The number of episodes billed with 20 or more therapy visits divided by the total number of episodes during the reporting period gives you the High Therapy Utilization Episodes rate. For 2017, the National 80th Percentile rate was 14.9% so any agency whose rate was above 14.9% could be at risk for improper billing practices.

If your agency performed above this metric, identify patients who were provided 20 or more therapy visits in the episode. You can start with episodes whose first digit of the HHRG was “5”. However, you may need to review claims data to ensure that therapists did not order additional visits after the initial plan of care was established. Audit the documentation of the therapists to ensure that services were skilled, reasonable and necessary. Identify therapy staff whose documentation may not support higher therapy utilization and provide appropriate educational and disciplinary interventions. If the therapist is a contract employee, involve the therapy company management. For continued non-compliance, request alternative staffing or consider using a different therapy company.

Outlier Payments

Your agency Outlier Payments percentage is calculated by dividing the sum of the outlier payment amounts by the total sum of all payments for episodes in the reporting period. For 2017, the National 80th Percentile rate was 7.3% so any agency whose outlier rate was above 7.3% could be at risk.

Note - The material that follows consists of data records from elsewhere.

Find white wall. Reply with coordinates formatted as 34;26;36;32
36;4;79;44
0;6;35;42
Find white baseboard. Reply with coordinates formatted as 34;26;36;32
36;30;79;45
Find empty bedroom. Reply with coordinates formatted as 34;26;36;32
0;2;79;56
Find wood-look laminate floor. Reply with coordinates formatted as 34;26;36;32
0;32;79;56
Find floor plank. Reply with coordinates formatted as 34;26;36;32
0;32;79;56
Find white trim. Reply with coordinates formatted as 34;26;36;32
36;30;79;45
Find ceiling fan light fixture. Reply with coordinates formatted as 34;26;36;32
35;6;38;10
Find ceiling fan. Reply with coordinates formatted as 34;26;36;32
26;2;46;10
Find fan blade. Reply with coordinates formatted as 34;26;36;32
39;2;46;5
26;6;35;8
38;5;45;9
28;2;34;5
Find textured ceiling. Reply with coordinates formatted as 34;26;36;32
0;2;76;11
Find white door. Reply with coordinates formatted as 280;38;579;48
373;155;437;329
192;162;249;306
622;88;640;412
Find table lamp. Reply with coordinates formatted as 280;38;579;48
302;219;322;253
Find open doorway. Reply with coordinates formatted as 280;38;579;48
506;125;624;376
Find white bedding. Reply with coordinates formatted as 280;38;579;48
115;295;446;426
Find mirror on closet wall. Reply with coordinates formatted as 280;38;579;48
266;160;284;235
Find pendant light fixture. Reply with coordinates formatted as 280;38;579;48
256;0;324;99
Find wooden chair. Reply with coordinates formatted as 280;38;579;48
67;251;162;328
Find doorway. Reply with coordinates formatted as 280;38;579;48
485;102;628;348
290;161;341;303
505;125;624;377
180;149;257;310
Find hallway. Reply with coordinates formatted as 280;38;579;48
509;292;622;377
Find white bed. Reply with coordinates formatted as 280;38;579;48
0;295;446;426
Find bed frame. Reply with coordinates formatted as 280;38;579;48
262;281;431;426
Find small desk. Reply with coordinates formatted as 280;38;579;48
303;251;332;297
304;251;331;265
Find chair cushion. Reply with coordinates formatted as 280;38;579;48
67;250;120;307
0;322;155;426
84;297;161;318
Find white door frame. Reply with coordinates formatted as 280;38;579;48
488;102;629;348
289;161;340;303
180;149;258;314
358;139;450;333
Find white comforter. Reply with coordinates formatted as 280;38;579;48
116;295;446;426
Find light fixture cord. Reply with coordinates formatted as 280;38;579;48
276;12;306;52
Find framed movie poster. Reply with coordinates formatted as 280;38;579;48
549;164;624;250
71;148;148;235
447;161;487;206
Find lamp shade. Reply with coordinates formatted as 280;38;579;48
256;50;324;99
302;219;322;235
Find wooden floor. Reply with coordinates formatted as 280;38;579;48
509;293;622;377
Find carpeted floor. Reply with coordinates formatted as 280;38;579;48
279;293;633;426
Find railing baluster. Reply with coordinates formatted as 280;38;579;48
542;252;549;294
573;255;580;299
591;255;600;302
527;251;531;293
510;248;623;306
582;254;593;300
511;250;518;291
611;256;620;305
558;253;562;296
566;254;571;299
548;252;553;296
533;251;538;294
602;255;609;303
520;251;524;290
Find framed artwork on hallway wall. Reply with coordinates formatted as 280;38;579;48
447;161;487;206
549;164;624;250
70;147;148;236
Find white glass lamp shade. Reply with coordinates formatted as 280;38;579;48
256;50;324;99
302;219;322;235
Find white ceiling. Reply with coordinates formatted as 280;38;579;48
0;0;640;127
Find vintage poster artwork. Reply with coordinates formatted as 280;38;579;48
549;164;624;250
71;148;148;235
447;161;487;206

If your agency rate was above 7.3%, identify claims with outlier payments. Review documentation for the big three: skilled, reasonable and necessary. See if you can tie increased utilization to certain clinicians. Consider a review program where frequencies are discussed at plan of care and any time new orders are written to increase the number of visits in the episode to ensure over-utilization is identified early.

After Identification

Remember, these numbers reflect trends in home health. Don’t panic if you have a number that is over the 80th percentile. If your patient population requires the level of care you are providing and your documentation supports your plan and follow-through then you will be ok. You may be exposed to a higher number of clinical record review requests but if your clinical notes show a consistent picture of skilled, reasonable and necessary services you should not be denied.

Make sure that you keep records of your QAPI program to provide evidence to surveyors who may ask about problem areas. Chart audits, supervisory visits and other actions must be documented as well as performed to demonstrate a paper trail of the work you have done. Like we tell clinicians: “if you didn’t document it, you didn’t do it.”